Edward Elgar (1857-1934)

Harmony Music No. 5 for 2 Flutes, Oboe, Clarinet and Bassoon 


Sir Edward William Elgar was born to a typical, but musical, family in a small town near Worcester, England, but grew to become one of England’s most recognized composers, getting knighted in 1904 for his contributions to music under the Crown. Ironically, Elgar was known to describe himself as an outsider, with most of his musical influences being drawn from continental Europe, rather than his home country. It wasn’t until his forties that Elgar became a recognized name with the completion of the famous Enigma Variations and Cello Concerto. While influenced by German composers such as Brahms and Wagner, especially in their use of chromaticism, Elgar drew on the 19th century French composers, such as Saint-Saëns and Berlioz, to develop his style in orchestration. Composed over a series of years, Elgar’s Harmony Music 1-7 were charmingly conceived through friendship. Incredibly, Elgar, who played bassoon himself, although quite poorly, organized regular woodwind chamber readings with his two brothers Frank and William, Hubert Leicester, the Mayor of Worcester, and councilman Frank Exton. These Harmony Music compositions, which range from 4 to 25 minutes in length, helped Elgar develop his woodwind writing for his later orchestral works.
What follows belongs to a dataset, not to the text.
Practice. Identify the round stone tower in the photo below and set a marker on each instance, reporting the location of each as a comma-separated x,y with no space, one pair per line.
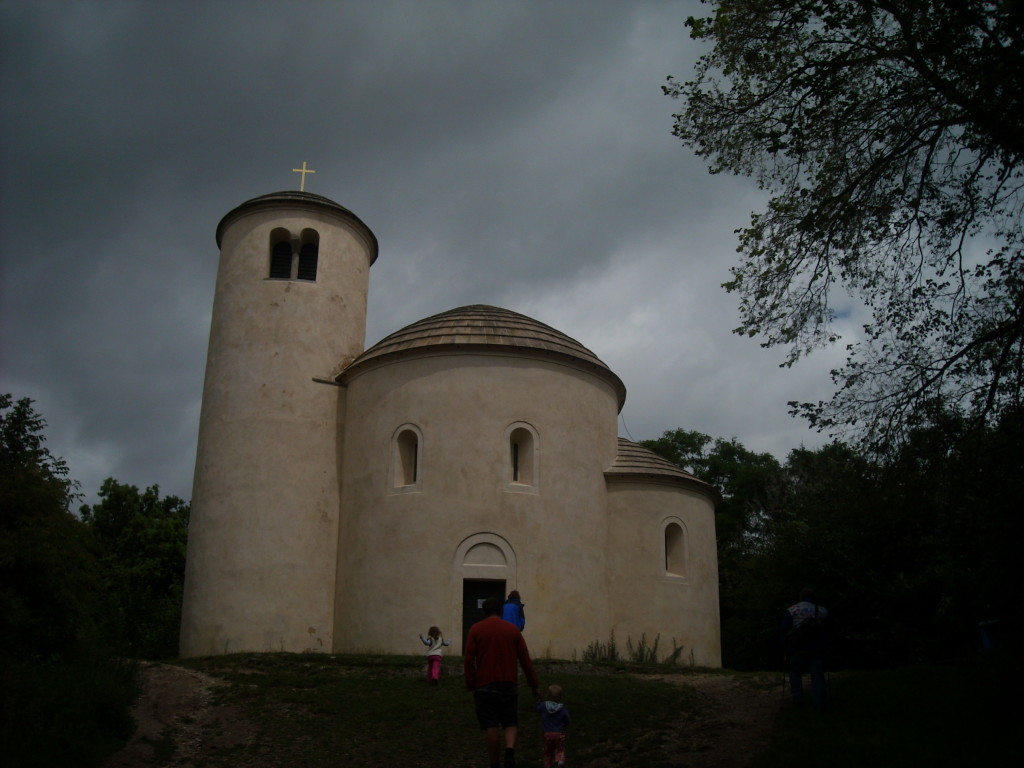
289,313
Malcolm Arnold (1921-2006)

Fantasy for Flute and Clarinet 


English composer Sir Malcolm Henry Arnold developed his tuneful and soulful style in part through his many theatre commissions, but also through the hundred plus film scores he composed. An accomplished trumpet player (principal of the London Philharmonic Orchestra and BBC Symphony Orchestra by age 25), Arnold was open minded to music other than the traditional string quartet. Arnold composed the Fantasy for Flute and Clarinet in the early 1960s, at a time when he was very drawn by movies scores. Despite being a very short work, the work clearly displays Arnold’s forced dissonance and heartfelt tunes. The Fantasy was written to be played by his two children, Katherine and Robert.



Gustav Holst (1874-1934)

Sextet in e minor for Oboe, Clarinet, Bassoon, Violin, Viola and Cello 


Born in Gloucestershire, in South Western England, Gustav Holst had a mixed heritage of British, Swedish, Latvian and German ancestry with three generations of professional musicians on his mother’s side. As is with many composers, Holst was not able to sustain himself financially through his compositions in his early career, so he worked as a professional trombonist, pedagogue, and piano accompanist. Heavily influenced by German composers Strauss and Wagner, Holst did not develop a unique personal writing style until much later in his life, specifically after becoming familiar with Ravel’s music. This German-French influence, not unlike that of Elgar’s, drew Holst to compose in Romantic fashion but with the use of English folk songs. Discovered after Gustav Holst’s death, the Sextet in e minor was composed at the turn of the century, in the year 1900. Composed in four movements, the Sextet calls for a rare mix of woodwinds and strings, emulating the sound of a chamber orchestra. Influenced by the Romantic greats, the German styles of Mendelssohn, Schumann and Brahms are clear throughout the English composer’s work.